We demonstrate for the first time that ill-conditioned, non-smooth, constrained distributions in very high dimension, upwards of 100,000, can be sampled efficiently $\textit{in practice}$. Our algorithm incorporates constraints into the Riemannian version of Hamiltonian Monte Carlo and maintains sparsity. This allows us to achieve a mixing rate independent of smoothness and condition numbers.
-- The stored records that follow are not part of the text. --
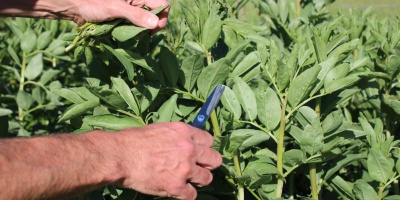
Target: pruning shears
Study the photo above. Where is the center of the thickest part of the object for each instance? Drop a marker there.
(205, 111)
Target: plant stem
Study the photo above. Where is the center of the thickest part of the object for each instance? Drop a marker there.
(313, 180)
(21, 84)
(240, 194)
(261, 128)
(215, 124)
(381, 189)
(133, 116)
(188, 94)
(313, 166)
(298, 8)
(254, 194)
(291, 186)
(281, 149)
(304, 102)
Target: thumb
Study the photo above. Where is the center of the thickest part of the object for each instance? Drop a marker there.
(137, 15)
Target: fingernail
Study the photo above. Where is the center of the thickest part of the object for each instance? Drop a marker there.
(152, 22)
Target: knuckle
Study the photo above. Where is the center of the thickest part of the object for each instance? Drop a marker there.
(187, 148)
(184, 169)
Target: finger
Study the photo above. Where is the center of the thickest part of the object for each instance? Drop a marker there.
(202, 137)
(154, 4)
(186, 193)
(207, 157)
(136, 15)
(200, 176)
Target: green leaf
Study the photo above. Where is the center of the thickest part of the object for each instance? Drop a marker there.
(312, 139)
(34, 67)
(285, 73)
(341, 83)
(336, 73)
(44, 40)
(28, 41)
(243, 28)
(24, 100)
(69, 95)
(234, 52)
(231, 103)
(77, 110)
(255, 139)
(135, 58)
(48, 75)
(258, 172)
(191, 68)
(397, 163)
(191, 20)
(159, 10)
(326, 67)
(363, 191)
(268, 106)
(343, 186)
(393, 67)
(169, 65)
(109, 96)
(211, 76)
(123, 33)
(344, 48)
(333, 121)
(293, 157)
(39, 95)
(306, 116)
(88, 55)
(126, 94)
(246, 64)
(379, 167)
(112, 122)
(246, 97)
(236, 139)
(124, 61)
(343, 163)
(302, 85)
(13, 54)
(3, 125)
(167, 110)
(5, 112)
(148, 96)
(231, 39)
(85, 93)
(211, 30)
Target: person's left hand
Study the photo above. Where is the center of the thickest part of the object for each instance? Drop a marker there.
(104, 10)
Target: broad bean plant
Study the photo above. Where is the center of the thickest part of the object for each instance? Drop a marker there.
(310, 108)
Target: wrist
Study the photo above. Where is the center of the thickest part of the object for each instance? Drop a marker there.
(52, 9)
(109, 166)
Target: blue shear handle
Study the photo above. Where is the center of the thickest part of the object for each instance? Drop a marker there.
(199, 121)
(205, 111)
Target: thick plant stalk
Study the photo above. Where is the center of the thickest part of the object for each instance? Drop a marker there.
(313, 166)
(281, 149)
(240, 193)
(21, 84)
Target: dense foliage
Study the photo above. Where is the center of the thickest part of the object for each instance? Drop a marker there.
(310, 109)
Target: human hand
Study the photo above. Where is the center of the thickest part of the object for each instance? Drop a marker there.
(165, 159)
(104, 10)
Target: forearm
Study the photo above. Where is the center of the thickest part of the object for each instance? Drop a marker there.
(56, 166)
(38, 8)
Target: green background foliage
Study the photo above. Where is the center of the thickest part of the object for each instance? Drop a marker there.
(310, 110)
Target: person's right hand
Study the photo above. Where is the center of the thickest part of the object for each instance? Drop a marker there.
(165, 159)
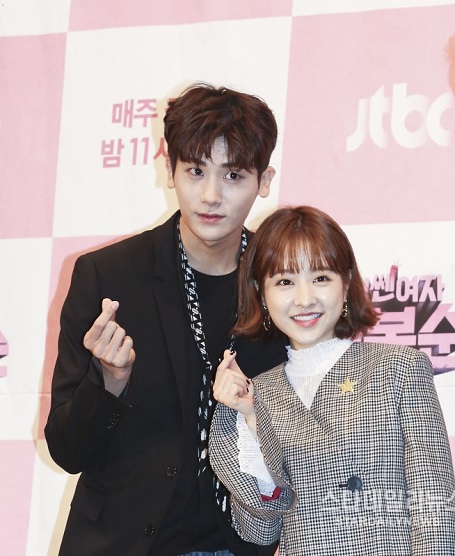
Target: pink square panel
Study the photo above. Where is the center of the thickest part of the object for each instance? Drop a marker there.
(370, 116)
(17, 461)
(86, 14)
(30, 106)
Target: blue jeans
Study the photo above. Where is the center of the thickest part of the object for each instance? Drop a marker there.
(217, 553)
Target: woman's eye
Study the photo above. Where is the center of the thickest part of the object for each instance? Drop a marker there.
(233, 176)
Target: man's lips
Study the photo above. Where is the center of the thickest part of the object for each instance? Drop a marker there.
(210, 218)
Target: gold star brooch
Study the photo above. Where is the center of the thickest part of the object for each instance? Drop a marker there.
(347, 386)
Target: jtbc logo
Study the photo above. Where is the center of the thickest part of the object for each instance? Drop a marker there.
(371, 119)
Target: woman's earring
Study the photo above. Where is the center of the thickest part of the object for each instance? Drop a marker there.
(267, 322)
(344, 312)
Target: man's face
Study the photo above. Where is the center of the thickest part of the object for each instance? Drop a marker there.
(215, 199)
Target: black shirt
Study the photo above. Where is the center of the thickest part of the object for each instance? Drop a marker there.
(192, 521)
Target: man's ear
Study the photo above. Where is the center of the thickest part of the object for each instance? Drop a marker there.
(266, 179)
(170, 177)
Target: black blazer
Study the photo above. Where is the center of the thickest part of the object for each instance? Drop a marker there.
(127, 449)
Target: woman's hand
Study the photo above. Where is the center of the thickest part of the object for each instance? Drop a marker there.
(232, 388)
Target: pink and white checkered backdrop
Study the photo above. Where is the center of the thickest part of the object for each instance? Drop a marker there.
(363, 94)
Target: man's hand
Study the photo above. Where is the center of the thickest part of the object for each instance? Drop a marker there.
(109, 343)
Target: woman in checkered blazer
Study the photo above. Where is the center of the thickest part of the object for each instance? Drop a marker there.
(342, 449)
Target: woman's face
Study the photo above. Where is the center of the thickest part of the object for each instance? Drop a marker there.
(305, 305)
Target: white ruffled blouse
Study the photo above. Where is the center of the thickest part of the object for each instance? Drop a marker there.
(305, 370)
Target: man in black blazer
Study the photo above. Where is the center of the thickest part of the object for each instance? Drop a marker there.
(142, 330)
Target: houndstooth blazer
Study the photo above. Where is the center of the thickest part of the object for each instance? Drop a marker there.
(366, 471)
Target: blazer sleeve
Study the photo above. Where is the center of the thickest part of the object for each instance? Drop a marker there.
(254, 519)
(83, 415)
(428, 462)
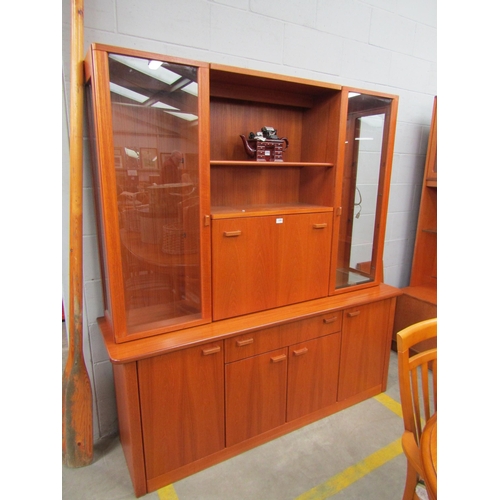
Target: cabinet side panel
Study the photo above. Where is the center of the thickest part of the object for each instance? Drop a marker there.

On benchmark data sets in systems biology and linear programming, our algorithm outperforms existing packages by orders of magnitude. In particular, we achieve a 1,000-fold speed-up for sampling from the largest published human metabolic network (RECON3D). Our package has been incorporated into the COBRA toolbox.

翻译：我们第一次证明,在非常高的维度(即10万美元以上)下,条件恶劣的、非悬浮的、受限制的分布可以高效地取样。我们的算法将限制纳入汉密尔顿·蒙特卡洛的里曼尼版并保持零散状态。这使我们能够实现一种不光滑和条件数字的混合率。在系统生物学和线性编程的基准数据集方面,我们的算法以数量级比现有包件要好。特别是,我们从最大的已出版的人类代谢网络(RECON3D)中实现1,000倍的取样速度。我们的软件包已经纳入COBRA工具箱。